Type 1 Diabetes Mellitus: The autoimmune disease
Type 1 diabetes (T1D), commonly known as juvenile diabetes due to its early onset, is a prevalent and autoimmune disease caused by the body’s inability to produce sufficient levels of insulin1. A type 1 diabetic typically has a defunct pancreas, where insulin producing ß-cells are destroyed by the body’s own immune system. As a result of a deficiency of insulin, the body is unable to absorb blood glucose in to cells for energy, resulting in high blood glucose (hyperglycemia). To balance out the high concentrations of blood glucose, water will be diffused out of cells and in to the blood to dilute these concentrations. This is often why symptoms of T1D consist of increased urination, excessive thirst, fatigue and lack of energy, among others 2.
Within T1D, there are 2 subtypes, classified by their different causes. Type 1A diabetes occurs mostly due to an autoimmune response by the body, while Type 1B occurs rather spontaneously, of no yet known cause and shows no evidence of autoimmunity to account for the occurrence3. Unfortunately even under these unfavorable causes, there is no known cure yet for the disease. Taking insulin shots can be used as a treatment, however unless a patient undergoes a pancreas transplant, they will forever be subjected to this disease4. Current research is now trying to develop strategies to understand and possibly develop a cure for T1D, which will be explored in the rest of this paper.

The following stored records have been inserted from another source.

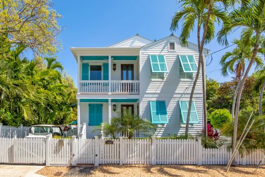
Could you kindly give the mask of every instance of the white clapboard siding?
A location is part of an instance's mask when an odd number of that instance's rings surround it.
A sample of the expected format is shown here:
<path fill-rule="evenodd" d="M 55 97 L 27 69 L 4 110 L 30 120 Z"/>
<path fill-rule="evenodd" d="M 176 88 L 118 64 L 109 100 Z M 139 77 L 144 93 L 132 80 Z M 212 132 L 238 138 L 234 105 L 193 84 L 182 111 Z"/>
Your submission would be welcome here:
<path fill-rule="evenodd" d="M 170 42 L 176 43 L 176 50 L 169 51 Z M 179 55 L 194 55 L 197 62 L 199 53 L 195 45 L 189 44 L 188 47 L 183 47 L 175 36 L 169 36 L 143 47 L 141 50 L 140 64 L 140 114 L 143 117 L 150 120 L 150 100 L 162 100 L 166 102 L 169 123 L 157 125 L 154 135 L 157 137 L 167 136 L 169 135 L 184 133 L 185 126 L 181 123 L 179 116 L 178 102 L 188 100 L 192 88 L 193 79 L 191 77 L 183 78 L 179 64 Z M 168 66 L 168 72 L 165 74 L 163 81 L 152 80 L 151 77 L 150 55 L 164 55 Z M 195 74 L 194 74 L 194 75 Z M 189 129 L 189 133 L 193 135 L 198 135 L 203 127 L 203 96 L 202 80 L 201 74 L 198 80 L 194 95 L 199 123 L 194 123 Z M 170 146 L 169 146 L 170 147 Z"/>
<path fill-rule="evenodd" d="M 71 162 L 71 139 L 50 139 L 49 152 L 50 164 L 69 165 Z"/>

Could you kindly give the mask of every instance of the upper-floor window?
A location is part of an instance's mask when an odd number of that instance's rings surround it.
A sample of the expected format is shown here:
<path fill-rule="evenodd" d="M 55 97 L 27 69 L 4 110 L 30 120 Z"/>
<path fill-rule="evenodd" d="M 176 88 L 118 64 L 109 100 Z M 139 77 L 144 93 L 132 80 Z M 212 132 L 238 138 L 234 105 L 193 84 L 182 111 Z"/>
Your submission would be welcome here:
<path fill-rule="evenodd" d="M 175 42 L 170 42 L 168 46 L 168 50 L 171 51 L 175 51 L 176 50 L 176 46 Z"/>
<path fill-rule="evenodd" d="M 90 65 L 90 80 L 101 80 L 101 65 Z"/>

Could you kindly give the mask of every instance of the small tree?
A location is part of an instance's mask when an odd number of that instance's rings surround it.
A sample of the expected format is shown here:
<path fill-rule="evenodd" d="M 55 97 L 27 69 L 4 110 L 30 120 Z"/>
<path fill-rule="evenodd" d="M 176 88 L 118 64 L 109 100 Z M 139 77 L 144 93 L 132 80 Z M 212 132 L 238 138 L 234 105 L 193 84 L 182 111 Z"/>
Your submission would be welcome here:
<path fill-rule="evenodd" d="M 221 129 L 224 124 L 231 122 L 231 114 L 226 109 L 218 109 L 211 114 L 210 123 L 215 129 Z"/>
<path fill-rule="evenodd" d="M 112 119 L 111 123 L 102 123 L 97 126 L 93 132 L 99 131 L 99 135 L 102 136 L 102 128 L 106 136 L 117 138 L 122 135 L 128 139 L 132 138 L 135 134 L 151 136 L 155 129 L 150 121 L 137 115 L 131 115 L 128 112 L 126 114 L 118 113 L 117 116 Z"/>

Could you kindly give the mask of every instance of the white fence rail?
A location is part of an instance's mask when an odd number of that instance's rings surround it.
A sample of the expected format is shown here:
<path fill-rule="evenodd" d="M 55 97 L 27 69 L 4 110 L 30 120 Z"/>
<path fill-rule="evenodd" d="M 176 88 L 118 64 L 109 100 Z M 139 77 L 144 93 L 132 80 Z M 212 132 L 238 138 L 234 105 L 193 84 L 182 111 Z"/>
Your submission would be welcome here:
<path fill-rule="evenodd" d="M 139 81 L 81 81 L 80 92 L 139 93 Z"/>
<path fill-rule="evenodd" d="M 3 125 L 0 123 L 0 138 L 23 138 L 29 135 L 30 127 L 23 127 L 22 124 L 19 127 Z"/>
<path fill-rule="evenodd" d="M 226 165 L 231 151 L 225 147 L 205 149 L 200 139 L 66 139 L 0 138 L 0 163 L 76 165 L 90 164 Z M 264 154 L 258 150 L 236 160 L 240 165 L 257 165 Z M 265 163 L 263 162 L 263 165 Z"/>

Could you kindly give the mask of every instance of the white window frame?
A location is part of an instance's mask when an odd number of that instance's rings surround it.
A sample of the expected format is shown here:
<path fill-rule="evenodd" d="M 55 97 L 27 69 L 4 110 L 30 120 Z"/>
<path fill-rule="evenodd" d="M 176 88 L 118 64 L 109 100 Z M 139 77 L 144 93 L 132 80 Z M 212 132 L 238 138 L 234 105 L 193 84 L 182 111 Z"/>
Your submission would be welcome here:
<path fill-rule="evenodd" d="M 89 63 L 89 81 L 103 81 L 103 63 Z M 90 66 L 101 66 L 101 80 L 91 80 L 91 74 L 90 73 Z"/>
<path fill-rule="evenodd" d="M 162 73 L 163 74 L 163 79 L 153 79 L 153 78 L 152 78 L 151 77 L 151 74 L 152 73 L 156 73 L 156 74 L 158 74 L 158 73 Z M 151 81 L 165 81 L 165 72 L 152 72 L 152 71 L 151 71 L 150 73 L 150 78 L 151 79 Z"/>
<path fill-rule="evenodd" d="M 174 43 L 174 49 L 170 49 L 170 43 Z M 169 41 L 168 43 L 168 51 L 169 52 L 175 52 L 176 51 L 176 42 L 175 41 Z"/>

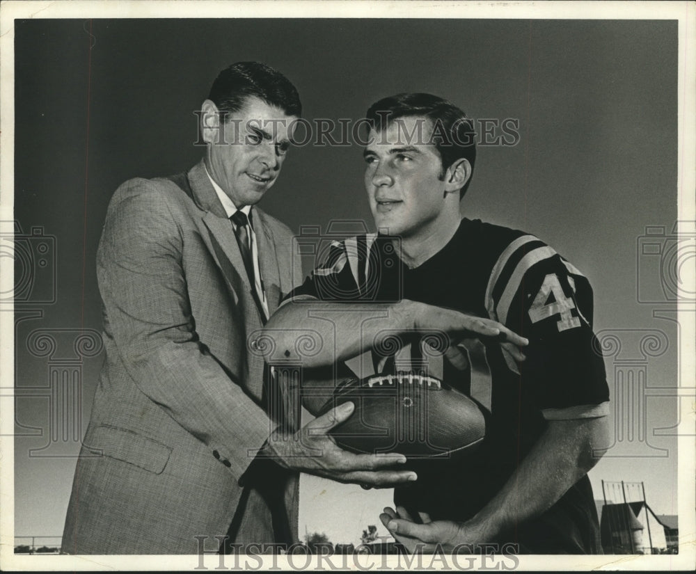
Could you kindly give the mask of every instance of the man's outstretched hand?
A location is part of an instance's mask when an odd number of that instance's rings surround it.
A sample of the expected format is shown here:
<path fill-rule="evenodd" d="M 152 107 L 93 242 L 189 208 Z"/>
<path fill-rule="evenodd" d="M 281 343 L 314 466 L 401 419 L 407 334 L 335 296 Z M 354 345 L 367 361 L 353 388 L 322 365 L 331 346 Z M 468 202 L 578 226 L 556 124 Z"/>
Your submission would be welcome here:
<path fill-rule="evenodd" d="M 328 433 L 353 413 L 353 403 L 344 403 L 307 423 L 294 434 L 274 432 L 262 451 L 285 468 L 352 482 L 365 488 L 387 488 L 403 485 L 418 477 L 398 470 L 403 454 L 354 454 L 338 447 Z"/>
<path fill-rule="evenodd" d="M 432 554 L 438 545 L 443 552 L 451 552 L 456 548 L 461 553 L 466 545 L 473 548 L 473 545 L 490 541 L 483 529 L 476 527 L 470 521 L 431 520 L 425 512 L 419 512 L 418 516 L 422 524 L 418 524 L 402 507 L 397 507 L 396 511 L 386 508 L 379 515 L 382 524 L 409 554 Z"/>

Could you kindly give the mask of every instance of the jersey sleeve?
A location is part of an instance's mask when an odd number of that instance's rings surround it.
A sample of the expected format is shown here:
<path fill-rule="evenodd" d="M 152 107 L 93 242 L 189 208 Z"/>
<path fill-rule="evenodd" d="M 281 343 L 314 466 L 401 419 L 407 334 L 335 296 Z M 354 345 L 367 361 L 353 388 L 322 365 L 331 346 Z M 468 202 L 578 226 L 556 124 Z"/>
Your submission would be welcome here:
<path fill-rule="evenodd" d="M 529 339 L 526 360 L 516 365 L 507 354 L 505 360 L 545 418 L 608 414 L 604 362 L 592 331 L 592 290 L 577 269 L 534 236 L 522 236 L 496 262 L 487 304 L 493 319 Z"/>
<path fill-rule="evenodd" d="M 356 298 L 358 284 L 349 263 L 348 250 L 345 241 L 332 241 L 324 260 L 299 287 L 293 289 L 283 301 L 306 298 L 322 301 L 348 301 Z"/>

Before the discovery of insulin by Banting and Best, T1D was characterized as rare and fatal due to the lack of treatments available1. The growth, spread and distribution of the disease in the human population has been tracked by projects such as the DiaMond project and the EURODIAB study5. There were over 170 million people diagnosed with type 1 diabetes in 2011, and that number is steadily increasing3. The high incidence of this disease, as well as the lack of a known cure, has sparked strong beliefs that occurrences will double in our youth population by the year 20205. As a worldwide issue and a great health concern for many, there is still no clear-cut reason as to why or how this disease is triggered.
Recent epidemiological studies have found that there are multiple factors that may contribute to the occurrence of T1D, such as genetics, body size and weight, nutrition, ethnicity and location, in addition to autoimmunity5. Geography is a recently studied contribution factor, and it was found that comparatively, there is a higher incidence of T1D and an early age of onset in Europe as compared to Africa3. (Caucasians are of the highest risk-group for contracting this disease3.) Despite how little is known about the epidemiology of T1D in Africa, there are potential significant differences between susceptibility of different ethnic groups due to the finding that there is a lower prevalence of T1D diabetes in Africa, and a later age on onset, than in Europe. Perhaps the geographic location or the collective gene pool of different populations has an effect on the susceptibility of individuals developing T1D3.